Noisy or Clean: Is there noise in your signal?
Multi-Component or Single-Component: Are there more than one type of signal within your recording (multiple tones at multiple frequencies moving in different directions)? Or, is there just a single signal, like in your sine-wave example?
Instantaneous or Averaged: Are you looking for the average phase lag across your entire recording, or are you looking to track how the phase changes throughout the recording?
Depending on your answer to these questions, you could consider the following techniques:
Cross-Correlation: Use the a command like [c,lag]=xcorr(y1,y2); to get the cross-correlation between the two signals. This works on the original time-domain signals. You look for the index where c is maximum ([maxC,I]=max(c);) and then you get your lag value in units of samples lag = lag(I);. This approach gives you the average phase lag for the entire recording. It requires that your signal of interest in the recording be stronger than anything else in your recording...in other words, it is sensitive to noise and other interference.

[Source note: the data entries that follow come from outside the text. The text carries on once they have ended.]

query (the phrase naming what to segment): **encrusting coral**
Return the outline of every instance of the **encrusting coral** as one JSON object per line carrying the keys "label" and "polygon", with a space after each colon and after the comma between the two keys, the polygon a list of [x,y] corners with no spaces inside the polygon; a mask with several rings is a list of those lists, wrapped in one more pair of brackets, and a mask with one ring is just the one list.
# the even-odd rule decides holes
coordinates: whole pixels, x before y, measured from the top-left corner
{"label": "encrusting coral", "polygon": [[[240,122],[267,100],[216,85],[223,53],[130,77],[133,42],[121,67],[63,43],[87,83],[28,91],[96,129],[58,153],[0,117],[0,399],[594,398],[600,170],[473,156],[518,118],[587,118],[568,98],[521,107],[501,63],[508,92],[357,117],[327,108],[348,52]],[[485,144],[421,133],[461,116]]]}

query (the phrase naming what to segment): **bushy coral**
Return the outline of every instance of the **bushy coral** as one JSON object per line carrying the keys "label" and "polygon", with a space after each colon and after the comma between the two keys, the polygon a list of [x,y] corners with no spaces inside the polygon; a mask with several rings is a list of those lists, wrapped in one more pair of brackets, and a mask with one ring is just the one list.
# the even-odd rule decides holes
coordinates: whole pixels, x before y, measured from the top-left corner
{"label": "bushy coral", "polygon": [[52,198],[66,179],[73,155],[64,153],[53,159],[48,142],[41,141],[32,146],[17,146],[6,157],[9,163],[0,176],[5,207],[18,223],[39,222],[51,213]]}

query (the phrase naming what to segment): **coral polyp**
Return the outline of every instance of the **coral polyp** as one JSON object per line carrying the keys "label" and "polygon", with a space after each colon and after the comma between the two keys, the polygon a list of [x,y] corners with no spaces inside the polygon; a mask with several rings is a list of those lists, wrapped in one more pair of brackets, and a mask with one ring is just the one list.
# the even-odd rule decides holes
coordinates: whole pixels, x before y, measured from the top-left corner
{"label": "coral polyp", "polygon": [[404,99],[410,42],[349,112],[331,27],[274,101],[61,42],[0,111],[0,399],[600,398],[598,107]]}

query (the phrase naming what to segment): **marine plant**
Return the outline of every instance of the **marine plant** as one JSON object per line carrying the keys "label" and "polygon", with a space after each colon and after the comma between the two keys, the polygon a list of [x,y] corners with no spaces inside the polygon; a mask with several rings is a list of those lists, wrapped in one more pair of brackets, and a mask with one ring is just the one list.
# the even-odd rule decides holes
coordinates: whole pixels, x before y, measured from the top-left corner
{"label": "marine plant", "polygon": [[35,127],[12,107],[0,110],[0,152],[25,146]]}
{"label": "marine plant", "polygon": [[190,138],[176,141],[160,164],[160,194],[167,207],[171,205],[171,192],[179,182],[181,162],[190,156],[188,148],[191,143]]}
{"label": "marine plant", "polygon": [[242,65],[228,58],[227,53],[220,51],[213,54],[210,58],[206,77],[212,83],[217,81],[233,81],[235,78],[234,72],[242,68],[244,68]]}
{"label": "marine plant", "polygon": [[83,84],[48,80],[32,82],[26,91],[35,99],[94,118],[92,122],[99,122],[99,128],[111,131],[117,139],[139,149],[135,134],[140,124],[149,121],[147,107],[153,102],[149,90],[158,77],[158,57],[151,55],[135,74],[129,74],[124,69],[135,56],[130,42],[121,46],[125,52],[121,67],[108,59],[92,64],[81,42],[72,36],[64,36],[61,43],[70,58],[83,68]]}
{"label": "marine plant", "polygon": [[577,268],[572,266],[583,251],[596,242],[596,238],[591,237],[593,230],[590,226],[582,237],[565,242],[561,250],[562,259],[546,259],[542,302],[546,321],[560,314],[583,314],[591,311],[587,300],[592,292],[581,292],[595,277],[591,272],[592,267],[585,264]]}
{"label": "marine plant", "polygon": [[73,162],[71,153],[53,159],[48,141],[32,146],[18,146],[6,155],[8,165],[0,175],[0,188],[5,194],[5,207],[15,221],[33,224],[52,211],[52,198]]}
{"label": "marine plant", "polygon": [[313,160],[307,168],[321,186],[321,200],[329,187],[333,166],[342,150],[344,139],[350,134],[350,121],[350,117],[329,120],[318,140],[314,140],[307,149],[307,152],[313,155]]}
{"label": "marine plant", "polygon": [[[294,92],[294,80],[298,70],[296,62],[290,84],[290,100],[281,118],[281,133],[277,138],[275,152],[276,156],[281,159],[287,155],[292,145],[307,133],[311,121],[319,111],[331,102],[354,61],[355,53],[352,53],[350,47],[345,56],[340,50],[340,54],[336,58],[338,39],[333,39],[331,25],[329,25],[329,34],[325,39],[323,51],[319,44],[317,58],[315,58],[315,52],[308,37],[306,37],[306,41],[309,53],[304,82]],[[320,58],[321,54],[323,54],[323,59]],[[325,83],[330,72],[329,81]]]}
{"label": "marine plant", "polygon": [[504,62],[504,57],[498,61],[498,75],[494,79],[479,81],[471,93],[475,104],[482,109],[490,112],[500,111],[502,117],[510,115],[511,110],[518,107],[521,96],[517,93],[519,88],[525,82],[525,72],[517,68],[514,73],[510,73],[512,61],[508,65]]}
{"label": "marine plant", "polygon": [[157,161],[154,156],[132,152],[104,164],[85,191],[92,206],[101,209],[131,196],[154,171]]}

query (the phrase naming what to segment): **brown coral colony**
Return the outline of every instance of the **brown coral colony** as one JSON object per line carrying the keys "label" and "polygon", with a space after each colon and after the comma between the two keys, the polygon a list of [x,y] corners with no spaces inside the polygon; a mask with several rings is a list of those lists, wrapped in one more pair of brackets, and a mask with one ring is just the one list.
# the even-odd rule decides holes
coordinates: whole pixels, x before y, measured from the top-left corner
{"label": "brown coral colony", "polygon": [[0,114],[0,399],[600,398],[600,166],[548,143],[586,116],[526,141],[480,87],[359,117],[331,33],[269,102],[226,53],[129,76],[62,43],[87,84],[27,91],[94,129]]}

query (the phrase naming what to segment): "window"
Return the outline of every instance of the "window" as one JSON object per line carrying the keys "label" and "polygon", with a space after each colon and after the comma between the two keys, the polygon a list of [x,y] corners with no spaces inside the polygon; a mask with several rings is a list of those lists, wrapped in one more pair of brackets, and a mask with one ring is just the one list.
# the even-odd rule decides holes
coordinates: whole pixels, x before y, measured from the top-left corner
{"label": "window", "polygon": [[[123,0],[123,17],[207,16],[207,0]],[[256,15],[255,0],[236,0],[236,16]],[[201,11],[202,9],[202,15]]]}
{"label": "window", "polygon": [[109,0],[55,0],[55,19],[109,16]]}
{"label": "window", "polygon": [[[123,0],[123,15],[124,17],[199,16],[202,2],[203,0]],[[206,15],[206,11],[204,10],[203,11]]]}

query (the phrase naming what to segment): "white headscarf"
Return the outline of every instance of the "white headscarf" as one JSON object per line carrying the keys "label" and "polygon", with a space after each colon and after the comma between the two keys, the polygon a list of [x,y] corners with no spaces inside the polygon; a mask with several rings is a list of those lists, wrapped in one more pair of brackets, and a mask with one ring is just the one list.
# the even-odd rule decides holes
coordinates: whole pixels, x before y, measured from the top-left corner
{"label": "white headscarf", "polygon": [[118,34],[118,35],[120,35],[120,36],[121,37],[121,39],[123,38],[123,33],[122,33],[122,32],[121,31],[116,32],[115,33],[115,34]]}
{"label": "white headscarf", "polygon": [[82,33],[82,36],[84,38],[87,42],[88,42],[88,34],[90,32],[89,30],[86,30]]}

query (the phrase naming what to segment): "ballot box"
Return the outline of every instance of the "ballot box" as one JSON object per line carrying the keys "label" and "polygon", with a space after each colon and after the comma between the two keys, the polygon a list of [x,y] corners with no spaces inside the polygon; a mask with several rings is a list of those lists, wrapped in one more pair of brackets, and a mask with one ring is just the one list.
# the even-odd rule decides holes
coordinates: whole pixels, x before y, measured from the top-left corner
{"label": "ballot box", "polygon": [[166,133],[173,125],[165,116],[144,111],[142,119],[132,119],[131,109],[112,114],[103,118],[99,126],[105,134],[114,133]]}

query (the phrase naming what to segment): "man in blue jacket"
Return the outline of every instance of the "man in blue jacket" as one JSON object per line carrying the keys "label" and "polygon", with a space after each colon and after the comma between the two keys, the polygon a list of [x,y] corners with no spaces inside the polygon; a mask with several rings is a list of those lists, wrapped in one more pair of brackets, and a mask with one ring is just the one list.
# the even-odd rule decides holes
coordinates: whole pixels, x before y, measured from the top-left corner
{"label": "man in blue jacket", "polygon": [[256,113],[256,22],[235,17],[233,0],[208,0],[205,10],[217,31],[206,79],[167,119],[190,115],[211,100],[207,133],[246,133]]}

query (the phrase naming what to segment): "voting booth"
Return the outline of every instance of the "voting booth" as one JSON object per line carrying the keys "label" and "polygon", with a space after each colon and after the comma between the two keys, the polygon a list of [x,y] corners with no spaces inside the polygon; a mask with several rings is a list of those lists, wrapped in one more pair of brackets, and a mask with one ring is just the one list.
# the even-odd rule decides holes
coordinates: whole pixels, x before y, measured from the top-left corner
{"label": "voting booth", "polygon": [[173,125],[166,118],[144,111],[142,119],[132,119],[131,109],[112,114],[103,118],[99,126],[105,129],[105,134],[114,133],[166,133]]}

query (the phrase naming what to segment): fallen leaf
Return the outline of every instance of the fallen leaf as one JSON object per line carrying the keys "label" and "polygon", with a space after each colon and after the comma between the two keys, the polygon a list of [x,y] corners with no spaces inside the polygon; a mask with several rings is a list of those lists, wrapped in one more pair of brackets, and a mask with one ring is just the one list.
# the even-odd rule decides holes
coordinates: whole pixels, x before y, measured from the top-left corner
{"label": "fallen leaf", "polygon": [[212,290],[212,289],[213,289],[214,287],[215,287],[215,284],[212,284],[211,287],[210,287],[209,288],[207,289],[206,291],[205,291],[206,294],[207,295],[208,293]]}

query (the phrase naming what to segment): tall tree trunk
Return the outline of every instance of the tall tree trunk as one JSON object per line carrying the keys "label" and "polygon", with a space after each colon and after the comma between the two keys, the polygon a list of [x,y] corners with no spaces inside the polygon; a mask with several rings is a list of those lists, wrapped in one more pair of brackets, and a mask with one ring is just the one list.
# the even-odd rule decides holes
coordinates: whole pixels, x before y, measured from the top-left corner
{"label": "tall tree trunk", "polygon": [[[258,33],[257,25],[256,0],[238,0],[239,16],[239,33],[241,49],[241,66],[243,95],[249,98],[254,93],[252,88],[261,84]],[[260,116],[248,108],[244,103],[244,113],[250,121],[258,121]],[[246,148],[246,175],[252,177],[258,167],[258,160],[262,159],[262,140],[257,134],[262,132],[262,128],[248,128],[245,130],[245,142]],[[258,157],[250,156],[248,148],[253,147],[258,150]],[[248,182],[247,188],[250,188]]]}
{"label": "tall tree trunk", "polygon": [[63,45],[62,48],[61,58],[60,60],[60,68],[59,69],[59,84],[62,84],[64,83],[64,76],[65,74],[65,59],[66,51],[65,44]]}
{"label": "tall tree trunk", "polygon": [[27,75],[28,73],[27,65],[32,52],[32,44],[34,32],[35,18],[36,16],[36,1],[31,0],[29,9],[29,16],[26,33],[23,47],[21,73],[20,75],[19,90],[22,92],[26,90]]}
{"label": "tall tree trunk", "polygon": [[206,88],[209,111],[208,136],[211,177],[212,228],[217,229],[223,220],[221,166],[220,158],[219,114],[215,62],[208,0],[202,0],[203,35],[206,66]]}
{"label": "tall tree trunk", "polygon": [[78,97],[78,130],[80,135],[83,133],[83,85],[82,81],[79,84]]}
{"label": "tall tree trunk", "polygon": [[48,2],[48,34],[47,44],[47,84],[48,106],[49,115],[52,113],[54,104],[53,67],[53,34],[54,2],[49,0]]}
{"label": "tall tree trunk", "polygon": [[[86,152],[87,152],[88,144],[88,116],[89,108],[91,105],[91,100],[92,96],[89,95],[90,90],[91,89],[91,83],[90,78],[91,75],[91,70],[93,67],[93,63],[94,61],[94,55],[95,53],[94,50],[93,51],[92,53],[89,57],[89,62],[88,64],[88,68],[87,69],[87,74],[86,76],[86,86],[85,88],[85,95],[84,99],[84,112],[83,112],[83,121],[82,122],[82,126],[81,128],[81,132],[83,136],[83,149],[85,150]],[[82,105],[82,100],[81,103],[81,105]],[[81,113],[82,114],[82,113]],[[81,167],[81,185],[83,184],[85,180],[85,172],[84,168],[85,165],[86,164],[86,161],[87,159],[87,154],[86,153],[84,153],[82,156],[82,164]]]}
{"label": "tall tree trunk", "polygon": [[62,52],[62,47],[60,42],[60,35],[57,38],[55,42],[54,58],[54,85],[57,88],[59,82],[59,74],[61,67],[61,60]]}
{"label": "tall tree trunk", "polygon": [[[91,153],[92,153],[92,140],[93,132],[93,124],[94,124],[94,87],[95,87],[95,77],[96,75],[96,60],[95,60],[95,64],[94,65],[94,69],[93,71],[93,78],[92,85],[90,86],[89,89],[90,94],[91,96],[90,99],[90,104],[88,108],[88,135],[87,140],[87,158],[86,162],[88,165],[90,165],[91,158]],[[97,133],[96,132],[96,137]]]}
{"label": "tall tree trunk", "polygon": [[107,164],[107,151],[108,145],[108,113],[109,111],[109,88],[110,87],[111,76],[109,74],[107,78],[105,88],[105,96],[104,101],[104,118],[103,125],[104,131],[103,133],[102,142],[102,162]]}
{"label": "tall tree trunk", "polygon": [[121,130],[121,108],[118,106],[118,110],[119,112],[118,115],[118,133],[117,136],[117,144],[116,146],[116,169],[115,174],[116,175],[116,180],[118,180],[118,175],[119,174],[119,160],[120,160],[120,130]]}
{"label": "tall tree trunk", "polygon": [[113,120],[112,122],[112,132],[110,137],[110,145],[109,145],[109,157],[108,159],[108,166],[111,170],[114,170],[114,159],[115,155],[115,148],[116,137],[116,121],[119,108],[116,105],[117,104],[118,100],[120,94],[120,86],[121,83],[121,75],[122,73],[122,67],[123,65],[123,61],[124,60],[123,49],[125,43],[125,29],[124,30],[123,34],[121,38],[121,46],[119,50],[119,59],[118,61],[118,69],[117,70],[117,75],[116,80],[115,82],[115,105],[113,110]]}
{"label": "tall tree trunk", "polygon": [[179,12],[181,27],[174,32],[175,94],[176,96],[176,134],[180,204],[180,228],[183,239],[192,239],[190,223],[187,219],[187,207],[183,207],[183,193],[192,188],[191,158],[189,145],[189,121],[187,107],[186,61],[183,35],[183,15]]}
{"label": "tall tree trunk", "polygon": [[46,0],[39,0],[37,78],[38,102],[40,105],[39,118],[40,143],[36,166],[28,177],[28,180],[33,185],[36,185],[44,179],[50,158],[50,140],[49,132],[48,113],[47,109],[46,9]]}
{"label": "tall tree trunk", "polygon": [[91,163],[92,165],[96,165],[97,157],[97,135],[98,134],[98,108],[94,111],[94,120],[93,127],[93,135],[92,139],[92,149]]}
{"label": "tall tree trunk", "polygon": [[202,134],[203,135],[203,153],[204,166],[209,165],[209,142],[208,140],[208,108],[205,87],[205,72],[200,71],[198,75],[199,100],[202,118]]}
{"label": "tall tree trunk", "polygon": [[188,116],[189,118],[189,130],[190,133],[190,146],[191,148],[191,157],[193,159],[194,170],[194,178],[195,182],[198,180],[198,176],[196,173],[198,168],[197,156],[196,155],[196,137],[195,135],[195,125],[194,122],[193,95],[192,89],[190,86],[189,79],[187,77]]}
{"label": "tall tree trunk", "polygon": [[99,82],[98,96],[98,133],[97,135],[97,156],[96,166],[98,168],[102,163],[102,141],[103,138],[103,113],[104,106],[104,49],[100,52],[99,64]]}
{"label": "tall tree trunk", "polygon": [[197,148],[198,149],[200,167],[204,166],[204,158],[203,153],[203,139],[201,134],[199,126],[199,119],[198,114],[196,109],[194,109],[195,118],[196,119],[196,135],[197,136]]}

Frequency Domain: Here you convert your signals into the frequency domain (using fft or cpsd or whatever). Then, you'd find the bin that corresponds to the frequency that you care about and get the angle between the two signals. So, for example, if bin #18 corresponds to your signal's frequency, you'd get the phase lag in radians via phase_rad = angle(fft_y1(18)/fft_y2(18));. If your signals have a constant frequency, this is an excellent approach because it naturally rejects all noise and interference at other frequencies. You can have really strong interference at one frequency, but you can still cleanly get your signal at another frequency. This technique is not the best for signals that change frequency during the fft analysis window.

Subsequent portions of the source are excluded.